We had already bought a bear spray in Yellowstone, and the rangers kindly gave us another one, so we had one each. They also lent us food canisters, two large boxes made of rock solid plastic to prevent bears from eating our tasty but not too smelly food.
We started hiking up the Paintbrush Canyon, climbing amongst a beautiful pine forest, along torrent and lakes. I prepared some tea while waiting for Trevor. He had to go back few hundred meters to find the hat he had lost. On his way back, he spotted a black bear, eating some berries just a few meters from the trail!
We kept going up, outside the forest and along beautiful lakes, all the way up to Paintbrush Divide, a pass at 3.250 m elevation. We found large snow patches on the way, it had been snowing only a few days before. On the other side of the pass, we went down towards Lake Solitude and pitched the campsite next to a large boulder, overlooked by the 4.000 m Tetons.
At around 2.500 m, the night in the North Fork of the Cascade Canyon, lighten up by the full Moon, was magical. The next morning, we went down Cascade Canyon, filled with flowers brought by the recent rain.
Grey clouds were rolling in, the rain was starting, and the temperature dropping, so we took the safest path.
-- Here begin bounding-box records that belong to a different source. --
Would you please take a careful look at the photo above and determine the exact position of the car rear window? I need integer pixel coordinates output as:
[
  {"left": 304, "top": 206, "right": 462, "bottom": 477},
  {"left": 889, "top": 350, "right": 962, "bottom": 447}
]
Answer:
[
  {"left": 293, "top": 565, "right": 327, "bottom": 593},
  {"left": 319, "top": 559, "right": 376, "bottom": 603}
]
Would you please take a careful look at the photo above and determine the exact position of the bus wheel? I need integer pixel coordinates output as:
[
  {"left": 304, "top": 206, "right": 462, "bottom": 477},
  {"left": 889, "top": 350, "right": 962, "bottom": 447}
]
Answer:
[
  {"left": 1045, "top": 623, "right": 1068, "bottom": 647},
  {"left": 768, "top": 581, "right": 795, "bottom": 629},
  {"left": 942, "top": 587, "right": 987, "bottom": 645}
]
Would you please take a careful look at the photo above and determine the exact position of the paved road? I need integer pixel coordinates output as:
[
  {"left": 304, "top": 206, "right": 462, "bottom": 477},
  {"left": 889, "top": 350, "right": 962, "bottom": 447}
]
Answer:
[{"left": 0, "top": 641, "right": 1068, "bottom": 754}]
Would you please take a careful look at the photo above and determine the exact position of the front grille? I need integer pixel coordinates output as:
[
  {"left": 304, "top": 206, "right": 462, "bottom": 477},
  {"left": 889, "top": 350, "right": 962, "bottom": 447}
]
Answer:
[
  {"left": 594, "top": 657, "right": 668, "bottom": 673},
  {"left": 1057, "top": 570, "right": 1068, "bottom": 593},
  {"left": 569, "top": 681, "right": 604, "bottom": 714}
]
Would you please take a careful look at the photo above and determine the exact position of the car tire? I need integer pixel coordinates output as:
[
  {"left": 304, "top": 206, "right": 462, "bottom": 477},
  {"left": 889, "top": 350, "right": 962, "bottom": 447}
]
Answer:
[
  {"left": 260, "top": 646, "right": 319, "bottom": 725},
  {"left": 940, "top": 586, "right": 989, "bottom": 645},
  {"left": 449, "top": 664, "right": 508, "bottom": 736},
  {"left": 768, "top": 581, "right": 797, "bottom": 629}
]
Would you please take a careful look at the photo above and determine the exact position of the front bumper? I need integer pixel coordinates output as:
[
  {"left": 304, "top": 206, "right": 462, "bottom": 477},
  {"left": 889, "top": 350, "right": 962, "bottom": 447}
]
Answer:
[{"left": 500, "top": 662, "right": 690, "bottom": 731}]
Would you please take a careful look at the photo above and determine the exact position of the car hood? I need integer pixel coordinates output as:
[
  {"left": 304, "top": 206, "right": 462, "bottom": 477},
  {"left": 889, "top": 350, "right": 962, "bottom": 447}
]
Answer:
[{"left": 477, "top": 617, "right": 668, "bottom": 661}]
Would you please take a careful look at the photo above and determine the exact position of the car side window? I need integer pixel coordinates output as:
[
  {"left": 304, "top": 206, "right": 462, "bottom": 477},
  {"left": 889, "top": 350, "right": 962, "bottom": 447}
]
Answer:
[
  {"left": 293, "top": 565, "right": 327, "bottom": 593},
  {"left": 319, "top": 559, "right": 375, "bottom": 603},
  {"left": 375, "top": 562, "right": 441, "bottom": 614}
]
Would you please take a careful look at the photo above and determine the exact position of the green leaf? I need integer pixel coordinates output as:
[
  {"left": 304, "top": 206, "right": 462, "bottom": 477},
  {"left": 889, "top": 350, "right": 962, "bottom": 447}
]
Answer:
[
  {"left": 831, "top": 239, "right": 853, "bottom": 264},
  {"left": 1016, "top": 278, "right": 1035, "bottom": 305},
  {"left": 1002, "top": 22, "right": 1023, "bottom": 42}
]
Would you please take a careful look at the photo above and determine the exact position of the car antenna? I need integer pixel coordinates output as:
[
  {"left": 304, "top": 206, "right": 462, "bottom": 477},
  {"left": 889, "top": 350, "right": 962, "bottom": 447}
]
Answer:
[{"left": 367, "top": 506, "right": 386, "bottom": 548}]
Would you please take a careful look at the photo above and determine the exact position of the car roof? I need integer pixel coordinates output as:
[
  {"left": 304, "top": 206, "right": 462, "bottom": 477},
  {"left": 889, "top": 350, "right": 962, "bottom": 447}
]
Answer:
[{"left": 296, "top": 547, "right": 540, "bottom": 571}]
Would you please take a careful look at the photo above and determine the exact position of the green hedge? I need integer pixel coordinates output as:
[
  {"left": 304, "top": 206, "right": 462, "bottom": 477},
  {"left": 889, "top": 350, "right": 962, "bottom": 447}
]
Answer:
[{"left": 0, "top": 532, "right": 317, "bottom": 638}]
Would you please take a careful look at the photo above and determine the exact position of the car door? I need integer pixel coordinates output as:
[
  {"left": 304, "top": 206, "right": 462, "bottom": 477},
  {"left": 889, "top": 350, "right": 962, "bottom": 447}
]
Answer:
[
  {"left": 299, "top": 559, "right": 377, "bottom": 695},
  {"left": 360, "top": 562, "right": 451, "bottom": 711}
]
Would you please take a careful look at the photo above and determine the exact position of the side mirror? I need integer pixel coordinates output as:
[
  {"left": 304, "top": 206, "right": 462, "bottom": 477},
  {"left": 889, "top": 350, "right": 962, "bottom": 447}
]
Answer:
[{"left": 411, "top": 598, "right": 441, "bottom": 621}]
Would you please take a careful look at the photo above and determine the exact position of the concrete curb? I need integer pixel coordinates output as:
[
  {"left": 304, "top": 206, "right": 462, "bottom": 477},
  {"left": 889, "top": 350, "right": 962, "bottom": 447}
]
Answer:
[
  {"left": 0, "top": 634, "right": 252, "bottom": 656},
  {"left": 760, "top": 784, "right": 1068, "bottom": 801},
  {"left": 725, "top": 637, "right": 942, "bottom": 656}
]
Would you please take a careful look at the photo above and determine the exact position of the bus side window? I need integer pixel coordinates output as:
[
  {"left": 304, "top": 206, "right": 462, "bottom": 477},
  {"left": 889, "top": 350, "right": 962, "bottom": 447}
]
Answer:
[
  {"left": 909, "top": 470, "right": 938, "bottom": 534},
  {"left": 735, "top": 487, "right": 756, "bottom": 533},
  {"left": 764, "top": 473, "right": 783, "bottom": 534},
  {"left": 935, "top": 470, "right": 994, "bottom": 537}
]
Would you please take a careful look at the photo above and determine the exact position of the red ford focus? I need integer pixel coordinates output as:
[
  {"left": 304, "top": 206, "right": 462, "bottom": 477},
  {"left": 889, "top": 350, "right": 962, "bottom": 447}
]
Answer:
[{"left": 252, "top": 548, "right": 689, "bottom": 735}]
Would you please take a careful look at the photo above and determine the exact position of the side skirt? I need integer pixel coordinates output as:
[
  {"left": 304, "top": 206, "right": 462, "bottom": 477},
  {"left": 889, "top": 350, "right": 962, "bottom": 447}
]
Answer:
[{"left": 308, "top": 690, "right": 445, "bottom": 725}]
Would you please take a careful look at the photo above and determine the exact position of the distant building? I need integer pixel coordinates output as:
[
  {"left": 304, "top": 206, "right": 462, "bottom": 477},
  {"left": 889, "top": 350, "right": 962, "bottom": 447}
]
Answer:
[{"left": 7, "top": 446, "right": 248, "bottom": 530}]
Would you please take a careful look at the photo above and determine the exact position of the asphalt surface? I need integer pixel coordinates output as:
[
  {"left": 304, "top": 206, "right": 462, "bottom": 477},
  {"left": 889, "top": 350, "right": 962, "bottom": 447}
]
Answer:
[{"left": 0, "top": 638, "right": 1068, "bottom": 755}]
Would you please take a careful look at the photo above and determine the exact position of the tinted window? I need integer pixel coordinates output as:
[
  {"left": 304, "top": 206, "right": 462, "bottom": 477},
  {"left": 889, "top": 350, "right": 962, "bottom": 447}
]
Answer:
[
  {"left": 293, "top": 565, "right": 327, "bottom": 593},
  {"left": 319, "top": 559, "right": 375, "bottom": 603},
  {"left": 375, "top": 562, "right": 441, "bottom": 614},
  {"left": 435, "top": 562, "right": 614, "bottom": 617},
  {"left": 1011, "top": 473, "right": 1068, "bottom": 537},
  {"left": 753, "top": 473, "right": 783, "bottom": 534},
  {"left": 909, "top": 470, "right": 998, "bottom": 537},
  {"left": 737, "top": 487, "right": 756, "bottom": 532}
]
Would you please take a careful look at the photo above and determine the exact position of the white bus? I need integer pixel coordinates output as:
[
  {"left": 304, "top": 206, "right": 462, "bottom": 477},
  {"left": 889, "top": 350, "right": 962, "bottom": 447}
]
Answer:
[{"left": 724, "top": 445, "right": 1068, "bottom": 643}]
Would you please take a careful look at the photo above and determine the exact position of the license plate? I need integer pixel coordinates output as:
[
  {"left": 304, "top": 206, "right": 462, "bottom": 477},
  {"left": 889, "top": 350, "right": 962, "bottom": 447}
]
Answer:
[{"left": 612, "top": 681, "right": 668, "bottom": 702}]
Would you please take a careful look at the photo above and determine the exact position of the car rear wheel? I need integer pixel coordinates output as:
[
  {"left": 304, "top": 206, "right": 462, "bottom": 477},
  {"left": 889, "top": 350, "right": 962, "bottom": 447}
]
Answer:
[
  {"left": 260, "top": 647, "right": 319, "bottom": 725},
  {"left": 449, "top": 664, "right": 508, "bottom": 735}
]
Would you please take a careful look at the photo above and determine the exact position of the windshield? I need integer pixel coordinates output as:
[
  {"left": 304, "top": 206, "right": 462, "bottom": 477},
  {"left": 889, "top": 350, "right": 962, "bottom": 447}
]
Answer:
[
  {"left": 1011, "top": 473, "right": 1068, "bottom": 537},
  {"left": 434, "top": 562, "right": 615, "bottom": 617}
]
Instead of continuing up and around the Tetons, we kept going down, all the way back to String Lake.
Hiking in Grand Teton had a special taste for me. It reminded me of the wonderful summertimes in the French Alps when I was a kid. Plants, animals, rocks: everything feels somehow familiar, but is also very different. Like exploring a new planet that looks like home. Less famous than the black and grizzly bears, we met the adorable pikas, and I spent long moments observing them, hopping from stone to stone, stocking up piles of dry grass.
Jackson Hole, Wyoming. We were already back in town. At the end of the streets, ski slopes everywhere. They get up to seven months of snow here, lucky them! Here Trevor took one of these life changing decisions: instead of going back East towards Chicago, he would keep driving West to settle in Portland, Oregon! All the best Trevor! I started looking for a roof to rest a few days before hitch-hiking South, direction Utah.